Dari sudut pandang etika, patient autonomy memberikan hak kepada pasien untuk mengetahui
apa yang akan dan telah terjadi kepadanya sehingga pasien dapat mengambil keputusan yang
tepat tanpa harus menyalahkan siapapun juga. Dari sudut pandang pasien, keterbukaan
mengenai fakta, langkah yang diambil, keterbukaan sikap serta perilaku pemberi layanan
kesehatan, termasuk manajemen rumah sakit, termasuk langkah-langkah pencegahan di
kemudian hari.

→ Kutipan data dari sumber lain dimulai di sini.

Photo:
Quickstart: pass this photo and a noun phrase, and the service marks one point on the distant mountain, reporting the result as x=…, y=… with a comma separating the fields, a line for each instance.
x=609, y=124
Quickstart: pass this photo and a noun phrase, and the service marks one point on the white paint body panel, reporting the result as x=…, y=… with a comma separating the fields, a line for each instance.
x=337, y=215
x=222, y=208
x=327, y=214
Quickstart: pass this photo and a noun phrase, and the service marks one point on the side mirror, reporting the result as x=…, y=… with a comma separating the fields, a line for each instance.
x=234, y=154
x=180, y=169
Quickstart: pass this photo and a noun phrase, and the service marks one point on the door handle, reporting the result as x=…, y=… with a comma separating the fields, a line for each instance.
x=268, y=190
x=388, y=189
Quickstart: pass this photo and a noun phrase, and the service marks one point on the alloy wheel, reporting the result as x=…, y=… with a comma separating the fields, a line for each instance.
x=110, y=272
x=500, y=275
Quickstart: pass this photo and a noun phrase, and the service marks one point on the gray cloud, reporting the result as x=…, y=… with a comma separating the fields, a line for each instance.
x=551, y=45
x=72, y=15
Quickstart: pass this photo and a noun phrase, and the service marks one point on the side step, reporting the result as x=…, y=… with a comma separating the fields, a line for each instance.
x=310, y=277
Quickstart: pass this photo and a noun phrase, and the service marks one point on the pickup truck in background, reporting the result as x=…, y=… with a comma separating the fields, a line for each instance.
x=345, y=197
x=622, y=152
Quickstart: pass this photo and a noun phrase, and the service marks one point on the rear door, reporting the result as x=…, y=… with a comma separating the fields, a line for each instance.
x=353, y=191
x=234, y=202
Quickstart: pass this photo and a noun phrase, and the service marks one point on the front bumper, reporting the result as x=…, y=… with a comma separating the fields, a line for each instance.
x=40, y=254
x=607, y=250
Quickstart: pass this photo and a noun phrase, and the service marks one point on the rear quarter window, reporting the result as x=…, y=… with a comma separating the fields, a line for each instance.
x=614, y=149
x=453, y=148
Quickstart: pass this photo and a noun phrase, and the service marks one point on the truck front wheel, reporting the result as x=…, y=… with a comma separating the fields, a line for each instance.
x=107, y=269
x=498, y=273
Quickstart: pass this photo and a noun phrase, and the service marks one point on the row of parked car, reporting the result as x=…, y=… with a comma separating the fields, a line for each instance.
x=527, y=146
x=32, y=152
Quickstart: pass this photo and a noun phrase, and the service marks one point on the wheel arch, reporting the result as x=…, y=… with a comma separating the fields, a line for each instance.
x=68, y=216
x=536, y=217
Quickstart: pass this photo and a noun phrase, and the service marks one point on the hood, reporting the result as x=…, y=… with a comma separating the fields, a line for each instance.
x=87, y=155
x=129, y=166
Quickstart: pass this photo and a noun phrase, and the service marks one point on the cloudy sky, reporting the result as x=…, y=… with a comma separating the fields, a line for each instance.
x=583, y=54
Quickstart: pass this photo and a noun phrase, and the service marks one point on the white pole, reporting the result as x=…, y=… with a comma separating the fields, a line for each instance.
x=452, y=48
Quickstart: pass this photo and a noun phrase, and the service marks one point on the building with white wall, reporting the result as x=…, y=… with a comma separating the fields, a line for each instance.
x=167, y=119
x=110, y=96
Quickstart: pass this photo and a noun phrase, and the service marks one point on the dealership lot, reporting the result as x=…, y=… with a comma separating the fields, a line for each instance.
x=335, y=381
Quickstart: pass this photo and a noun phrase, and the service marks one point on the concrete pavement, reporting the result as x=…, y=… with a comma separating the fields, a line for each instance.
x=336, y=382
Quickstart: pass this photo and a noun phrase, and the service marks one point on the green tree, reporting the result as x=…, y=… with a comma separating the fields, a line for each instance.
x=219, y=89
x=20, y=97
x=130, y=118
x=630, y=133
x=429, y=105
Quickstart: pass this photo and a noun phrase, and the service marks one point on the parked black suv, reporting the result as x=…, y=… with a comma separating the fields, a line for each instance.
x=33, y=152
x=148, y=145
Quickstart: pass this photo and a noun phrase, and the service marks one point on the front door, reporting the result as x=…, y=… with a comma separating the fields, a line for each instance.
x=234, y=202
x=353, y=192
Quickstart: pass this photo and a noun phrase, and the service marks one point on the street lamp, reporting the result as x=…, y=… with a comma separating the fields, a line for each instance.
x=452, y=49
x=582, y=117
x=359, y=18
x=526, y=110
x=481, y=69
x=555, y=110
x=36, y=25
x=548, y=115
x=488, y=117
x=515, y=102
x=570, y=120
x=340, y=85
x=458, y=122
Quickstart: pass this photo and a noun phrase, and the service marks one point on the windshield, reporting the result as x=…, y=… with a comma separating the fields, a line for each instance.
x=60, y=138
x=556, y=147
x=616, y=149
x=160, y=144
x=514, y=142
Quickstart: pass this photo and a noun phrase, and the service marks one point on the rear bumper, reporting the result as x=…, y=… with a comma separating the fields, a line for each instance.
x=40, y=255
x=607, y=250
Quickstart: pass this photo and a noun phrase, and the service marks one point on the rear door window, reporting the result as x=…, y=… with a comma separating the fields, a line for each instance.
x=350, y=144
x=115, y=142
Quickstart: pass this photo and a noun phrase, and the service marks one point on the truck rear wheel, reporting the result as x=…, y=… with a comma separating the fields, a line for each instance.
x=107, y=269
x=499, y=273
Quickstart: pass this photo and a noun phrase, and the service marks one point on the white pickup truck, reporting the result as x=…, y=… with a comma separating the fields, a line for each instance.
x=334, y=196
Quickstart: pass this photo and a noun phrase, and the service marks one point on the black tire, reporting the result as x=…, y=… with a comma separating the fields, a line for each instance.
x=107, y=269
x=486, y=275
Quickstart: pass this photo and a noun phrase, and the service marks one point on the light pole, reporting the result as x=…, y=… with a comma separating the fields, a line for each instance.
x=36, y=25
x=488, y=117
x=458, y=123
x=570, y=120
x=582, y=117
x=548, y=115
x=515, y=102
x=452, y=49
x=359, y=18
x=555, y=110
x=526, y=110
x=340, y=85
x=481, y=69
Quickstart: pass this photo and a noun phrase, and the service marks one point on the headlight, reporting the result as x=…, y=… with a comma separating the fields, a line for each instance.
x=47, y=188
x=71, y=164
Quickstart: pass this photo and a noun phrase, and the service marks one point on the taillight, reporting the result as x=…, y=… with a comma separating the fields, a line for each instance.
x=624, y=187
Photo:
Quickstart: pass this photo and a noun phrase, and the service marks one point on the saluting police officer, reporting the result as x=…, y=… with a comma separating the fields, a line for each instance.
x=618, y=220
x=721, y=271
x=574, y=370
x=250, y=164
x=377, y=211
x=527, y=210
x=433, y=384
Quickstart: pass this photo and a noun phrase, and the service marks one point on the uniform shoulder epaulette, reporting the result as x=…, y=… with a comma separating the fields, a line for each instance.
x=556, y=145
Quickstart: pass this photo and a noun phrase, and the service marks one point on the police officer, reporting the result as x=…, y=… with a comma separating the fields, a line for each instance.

Makin banyak yang disembunyikan dari pasien, makin takut pasien tersebut
berhubungan dengan pelayanan kesehatan.
Dengan demikian seperti rumusan kata-katanya yang secara harfiah merujuk pada keselamatan
pasien, dengan pasien sebagai subjeknya yang harus diselamatkan, maka sudah seharusnyalah
jika patient safety jangan sampai hanya menjadi jargon dengan segala macam pencatatan dan
pelaporan yang pada akhirnya hanya akan menjadi catatan di atas kertas yang tidak pernah
memberikan manfaat langsung pada pasien, namun alih-alih untuk mencegah terjadinya hal
serupa di kemudian hari. Penerapan patient safety saat ini memang masih jauh dari pemahaman
tentang makna sesungguhnya dari patient safety. Seperti dikatakan sebelumnya tidak adanya
sanksi yang dapat dikenakan pada rumah sakit yang melakukan pelanggaran terhadap
pelaksanaan patient safet turut memperburuk pelaksanaan patient safety di Indonesia. Untuk
itu pemberian sanksi yang lebih tegas bagi rumah sakit maupun tenaga kesehatan yang bekerja
dalam rumah sakit yang tidak melaksanakan patient safety procedure, khuusnya dalam
pemberian keterbukaan informasi dengan baik dan benar sangatlah diperlukan.